The Torah scroll isn’t stored in a closet – it’s stored in a lidless box, normally stood up on its side. The configuration just looks like a closet or a cabinet.

Try your best to follow along in the English. That changes “boring” to “not boring.”

Probably out of habit. I grew up in a fairly reformed household.

A male child is considered Bar Mitzvah at 13 even if they don’t do anything. Bar mitzvah is merely the age the child is personally responsible for fulfilling all of the Jewish mitzvot (commandments).

The correct phrase would probably be “when my children were considered bar mitzvah…”, but that is simply referring to the exact moment when a boy turns thirteen or a girl turns twelve (bat mitzvah). Maybe what we really should be saying “when my children celebrated their bar mitzvahs”.

You’re right that saying being “Bar Mitzvahed” is not a good phrase.
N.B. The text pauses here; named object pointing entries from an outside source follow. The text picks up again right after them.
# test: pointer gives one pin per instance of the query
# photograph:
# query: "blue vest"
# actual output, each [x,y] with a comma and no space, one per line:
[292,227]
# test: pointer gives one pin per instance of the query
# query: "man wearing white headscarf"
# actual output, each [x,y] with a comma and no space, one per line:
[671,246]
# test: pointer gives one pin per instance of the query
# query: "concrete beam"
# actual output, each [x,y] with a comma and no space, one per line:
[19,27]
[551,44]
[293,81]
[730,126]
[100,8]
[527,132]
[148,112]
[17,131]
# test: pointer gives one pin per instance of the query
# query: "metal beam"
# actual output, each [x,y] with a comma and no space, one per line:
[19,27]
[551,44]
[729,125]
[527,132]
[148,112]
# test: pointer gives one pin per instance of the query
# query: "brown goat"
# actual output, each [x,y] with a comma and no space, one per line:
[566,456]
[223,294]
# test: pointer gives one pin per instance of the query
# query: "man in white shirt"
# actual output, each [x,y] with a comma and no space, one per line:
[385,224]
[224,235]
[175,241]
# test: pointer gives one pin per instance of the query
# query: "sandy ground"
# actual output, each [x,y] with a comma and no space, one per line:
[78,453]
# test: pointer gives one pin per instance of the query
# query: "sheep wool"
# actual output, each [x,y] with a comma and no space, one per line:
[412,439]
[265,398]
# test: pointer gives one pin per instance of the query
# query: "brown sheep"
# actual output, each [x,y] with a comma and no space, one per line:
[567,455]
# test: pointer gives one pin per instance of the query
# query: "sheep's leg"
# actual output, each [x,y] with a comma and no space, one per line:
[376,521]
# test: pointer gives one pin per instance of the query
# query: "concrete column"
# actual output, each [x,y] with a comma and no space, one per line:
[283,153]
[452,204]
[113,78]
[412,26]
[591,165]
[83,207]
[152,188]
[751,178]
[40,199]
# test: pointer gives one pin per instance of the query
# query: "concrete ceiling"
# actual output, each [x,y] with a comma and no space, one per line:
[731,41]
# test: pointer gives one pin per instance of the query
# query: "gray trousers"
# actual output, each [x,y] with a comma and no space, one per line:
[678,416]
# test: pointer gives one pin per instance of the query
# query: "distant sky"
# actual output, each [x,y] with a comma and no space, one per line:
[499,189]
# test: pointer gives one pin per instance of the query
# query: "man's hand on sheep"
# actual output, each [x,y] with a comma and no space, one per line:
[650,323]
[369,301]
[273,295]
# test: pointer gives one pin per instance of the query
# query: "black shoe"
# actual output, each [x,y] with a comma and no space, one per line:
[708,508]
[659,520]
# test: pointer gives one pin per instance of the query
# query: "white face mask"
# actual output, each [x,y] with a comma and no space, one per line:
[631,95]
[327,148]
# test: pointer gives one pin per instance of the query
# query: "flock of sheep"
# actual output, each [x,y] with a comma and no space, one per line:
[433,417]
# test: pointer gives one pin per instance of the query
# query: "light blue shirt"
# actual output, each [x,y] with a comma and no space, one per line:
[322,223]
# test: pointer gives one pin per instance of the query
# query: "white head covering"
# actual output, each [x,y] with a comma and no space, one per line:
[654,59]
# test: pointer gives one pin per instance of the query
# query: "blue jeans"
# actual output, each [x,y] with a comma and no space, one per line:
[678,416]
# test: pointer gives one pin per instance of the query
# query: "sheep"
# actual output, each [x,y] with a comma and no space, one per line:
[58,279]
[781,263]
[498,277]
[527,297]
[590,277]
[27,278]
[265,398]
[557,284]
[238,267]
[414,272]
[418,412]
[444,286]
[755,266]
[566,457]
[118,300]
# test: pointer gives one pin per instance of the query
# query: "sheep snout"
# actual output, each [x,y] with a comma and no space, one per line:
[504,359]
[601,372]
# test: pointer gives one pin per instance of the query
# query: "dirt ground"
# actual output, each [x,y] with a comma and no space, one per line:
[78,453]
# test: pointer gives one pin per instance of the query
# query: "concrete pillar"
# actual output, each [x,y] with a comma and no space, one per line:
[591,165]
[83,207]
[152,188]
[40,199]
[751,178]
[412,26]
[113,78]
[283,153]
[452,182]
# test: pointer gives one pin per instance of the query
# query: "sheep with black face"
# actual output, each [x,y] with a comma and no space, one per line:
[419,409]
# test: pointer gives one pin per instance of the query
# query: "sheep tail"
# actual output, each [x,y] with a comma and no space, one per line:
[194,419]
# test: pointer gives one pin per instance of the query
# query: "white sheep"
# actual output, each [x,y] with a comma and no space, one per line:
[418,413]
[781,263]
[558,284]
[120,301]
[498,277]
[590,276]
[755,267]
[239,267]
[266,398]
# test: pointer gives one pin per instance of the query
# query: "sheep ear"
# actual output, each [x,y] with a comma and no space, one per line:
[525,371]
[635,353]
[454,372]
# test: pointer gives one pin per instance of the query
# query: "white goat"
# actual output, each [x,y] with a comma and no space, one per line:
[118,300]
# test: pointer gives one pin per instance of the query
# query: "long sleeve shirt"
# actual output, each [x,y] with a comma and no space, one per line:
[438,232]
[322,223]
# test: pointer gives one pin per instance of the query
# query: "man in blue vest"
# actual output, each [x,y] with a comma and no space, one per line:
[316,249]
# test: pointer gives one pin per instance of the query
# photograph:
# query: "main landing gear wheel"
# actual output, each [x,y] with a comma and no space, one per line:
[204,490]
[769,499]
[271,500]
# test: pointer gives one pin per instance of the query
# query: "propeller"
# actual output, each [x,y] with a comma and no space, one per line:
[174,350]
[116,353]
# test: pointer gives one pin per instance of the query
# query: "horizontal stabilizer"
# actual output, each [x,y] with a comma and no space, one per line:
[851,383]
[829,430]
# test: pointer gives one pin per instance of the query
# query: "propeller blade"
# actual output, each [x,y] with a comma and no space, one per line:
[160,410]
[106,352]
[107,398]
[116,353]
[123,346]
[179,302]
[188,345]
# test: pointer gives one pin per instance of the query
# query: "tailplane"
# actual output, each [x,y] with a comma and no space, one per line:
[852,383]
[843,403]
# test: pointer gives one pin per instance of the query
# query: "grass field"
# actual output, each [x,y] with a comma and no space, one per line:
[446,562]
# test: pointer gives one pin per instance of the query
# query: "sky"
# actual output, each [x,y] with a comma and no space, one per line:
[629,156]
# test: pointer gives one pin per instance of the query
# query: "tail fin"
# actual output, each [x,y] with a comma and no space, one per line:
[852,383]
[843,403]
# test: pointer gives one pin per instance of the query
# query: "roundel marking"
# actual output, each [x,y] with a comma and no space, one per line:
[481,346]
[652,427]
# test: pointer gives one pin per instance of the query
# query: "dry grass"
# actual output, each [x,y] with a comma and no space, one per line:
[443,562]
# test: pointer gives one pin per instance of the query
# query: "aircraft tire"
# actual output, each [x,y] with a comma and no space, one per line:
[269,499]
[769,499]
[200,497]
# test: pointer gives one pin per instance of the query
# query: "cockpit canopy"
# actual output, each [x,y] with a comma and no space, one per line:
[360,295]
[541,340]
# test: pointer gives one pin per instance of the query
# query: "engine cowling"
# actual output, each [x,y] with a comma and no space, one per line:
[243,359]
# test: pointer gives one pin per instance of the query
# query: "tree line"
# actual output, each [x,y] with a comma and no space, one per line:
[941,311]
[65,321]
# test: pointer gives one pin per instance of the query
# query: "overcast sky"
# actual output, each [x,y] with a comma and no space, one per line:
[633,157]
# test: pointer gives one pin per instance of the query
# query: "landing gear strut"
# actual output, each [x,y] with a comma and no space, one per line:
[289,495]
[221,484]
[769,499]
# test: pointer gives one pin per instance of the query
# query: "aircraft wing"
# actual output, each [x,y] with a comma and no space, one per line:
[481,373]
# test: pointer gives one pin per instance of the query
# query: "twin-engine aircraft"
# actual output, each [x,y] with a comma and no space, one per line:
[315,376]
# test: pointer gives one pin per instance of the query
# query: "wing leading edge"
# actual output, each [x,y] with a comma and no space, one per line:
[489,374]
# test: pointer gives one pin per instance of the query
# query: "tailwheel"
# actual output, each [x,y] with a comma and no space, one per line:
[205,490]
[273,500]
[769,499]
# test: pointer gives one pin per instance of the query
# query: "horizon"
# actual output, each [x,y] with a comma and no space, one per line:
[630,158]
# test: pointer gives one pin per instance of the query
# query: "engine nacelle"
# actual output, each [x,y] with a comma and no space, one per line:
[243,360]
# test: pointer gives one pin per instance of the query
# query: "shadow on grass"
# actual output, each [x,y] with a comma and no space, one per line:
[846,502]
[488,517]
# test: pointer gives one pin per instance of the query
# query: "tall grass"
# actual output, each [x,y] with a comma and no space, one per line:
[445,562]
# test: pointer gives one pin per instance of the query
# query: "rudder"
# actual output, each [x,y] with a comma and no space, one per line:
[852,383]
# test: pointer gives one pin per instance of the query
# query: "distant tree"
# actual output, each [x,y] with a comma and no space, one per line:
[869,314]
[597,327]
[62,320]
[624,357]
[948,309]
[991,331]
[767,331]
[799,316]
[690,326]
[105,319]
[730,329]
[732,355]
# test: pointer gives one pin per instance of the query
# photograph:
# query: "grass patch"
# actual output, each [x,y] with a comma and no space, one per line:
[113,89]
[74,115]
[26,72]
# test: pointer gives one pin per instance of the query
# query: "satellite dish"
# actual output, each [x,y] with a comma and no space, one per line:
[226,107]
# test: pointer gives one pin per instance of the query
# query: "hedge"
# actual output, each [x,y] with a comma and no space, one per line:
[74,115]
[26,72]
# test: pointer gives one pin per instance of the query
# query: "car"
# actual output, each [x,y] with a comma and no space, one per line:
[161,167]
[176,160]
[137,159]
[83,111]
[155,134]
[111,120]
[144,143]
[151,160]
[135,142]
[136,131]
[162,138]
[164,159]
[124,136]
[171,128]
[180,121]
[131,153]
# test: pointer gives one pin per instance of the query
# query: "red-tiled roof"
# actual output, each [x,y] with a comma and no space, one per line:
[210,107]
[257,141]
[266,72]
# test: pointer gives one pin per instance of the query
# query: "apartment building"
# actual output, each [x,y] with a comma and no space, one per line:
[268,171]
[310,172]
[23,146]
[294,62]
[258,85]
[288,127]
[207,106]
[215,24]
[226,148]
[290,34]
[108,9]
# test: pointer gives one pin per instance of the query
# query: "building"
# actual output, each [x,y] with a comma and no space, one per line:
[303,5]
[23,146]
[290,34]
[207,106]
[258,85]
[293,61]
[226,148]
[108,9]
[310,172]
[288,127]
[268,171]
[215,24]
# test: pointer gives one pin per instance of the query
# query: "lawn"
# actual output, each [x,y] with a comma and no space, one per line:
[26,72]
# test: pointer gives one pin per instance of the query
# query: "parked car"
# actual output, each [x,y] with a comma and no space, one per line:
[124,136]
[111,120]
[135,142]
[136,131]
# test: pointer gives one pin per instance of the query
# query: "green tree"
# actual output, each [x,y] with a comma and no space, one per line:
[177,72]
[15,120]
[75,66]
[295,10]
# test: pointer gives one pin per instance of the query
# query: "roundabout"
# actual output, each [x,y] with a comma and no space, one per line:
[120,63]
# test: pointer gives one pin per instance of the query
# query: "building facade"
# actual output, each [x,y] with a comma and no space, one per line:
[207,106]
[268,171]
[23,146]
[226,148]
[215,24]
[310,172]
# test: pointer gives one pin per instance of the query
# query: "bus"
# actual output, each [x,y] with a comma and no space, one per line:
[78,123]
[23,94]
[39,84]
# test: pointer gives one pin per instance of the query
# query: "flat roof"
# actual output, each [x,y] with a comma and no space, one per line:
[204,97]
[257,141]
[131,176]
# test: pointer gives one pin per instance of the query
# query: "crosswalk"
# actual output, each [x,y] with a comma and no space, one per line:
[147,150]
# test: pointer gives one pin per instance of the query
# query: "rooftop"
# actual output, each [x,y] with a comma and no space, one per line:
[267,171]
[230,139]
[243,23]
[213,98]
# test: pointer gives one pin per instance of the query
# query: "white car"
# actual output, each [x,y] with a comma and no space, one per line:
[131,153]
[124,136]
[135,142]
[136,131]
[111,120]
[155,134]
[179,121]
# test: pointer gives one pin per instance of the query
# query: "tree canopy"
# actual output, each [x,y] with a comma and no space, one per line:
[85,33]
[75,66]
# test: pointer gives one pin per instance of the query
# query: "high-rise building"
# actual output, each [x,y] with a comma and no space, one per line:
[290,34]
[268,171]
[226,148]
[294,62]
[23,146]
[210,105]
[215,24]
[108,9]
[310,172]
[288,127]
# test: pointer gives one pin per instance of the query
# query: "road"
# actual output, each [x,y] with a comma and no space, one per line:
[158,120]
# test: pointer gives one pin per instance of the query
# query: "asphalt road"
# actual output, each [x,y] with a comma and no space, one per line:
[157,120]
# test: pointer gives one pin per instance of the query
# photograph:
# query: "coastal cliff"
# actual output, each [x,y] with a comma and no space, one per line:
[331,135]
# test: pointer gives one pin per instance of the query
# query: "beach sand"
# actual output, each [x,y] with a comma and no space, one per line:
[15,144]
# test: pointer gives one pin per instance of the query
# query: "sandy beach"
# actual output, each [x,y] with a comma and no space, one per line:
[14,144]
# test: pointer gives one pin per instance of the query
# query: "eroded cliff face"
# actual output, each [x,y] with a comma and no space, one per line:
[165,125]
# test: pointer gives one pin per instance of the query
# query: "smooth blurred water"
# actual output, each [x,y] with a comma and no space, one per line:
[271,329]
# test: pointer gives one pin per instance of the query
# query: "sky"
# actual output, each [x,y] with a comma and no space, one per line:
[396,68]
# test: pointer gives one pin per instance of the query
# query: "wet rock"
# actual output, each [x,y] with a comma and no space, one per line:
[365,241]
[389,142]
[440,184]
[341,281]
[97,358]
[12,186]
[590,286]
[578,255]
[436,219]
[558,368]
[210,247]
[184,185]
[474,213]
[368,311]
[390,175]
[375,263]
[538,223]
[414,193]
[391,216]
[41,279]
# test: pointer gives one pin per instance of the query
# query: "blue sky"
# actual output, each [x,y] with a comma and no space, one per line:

It sounds like someone did something to you as if during the service, the Rabbi waved a magic wand and turned you into a fountain pen.

Speaking about grammar, I never liked the term Reformed Jew. If you’re a Reformed Alcoholic, it means you are no longer are an alcoholic. If you’re a Reformed Burglar, it means you’re no longer a burglar. So, exactly what happens to a Jew when they become “Reformed”?

Well you could say the same thing about Christians of the Reformed denomination.

It’s Reform Judaism, not Reformed, so this shouldn’t be a problem.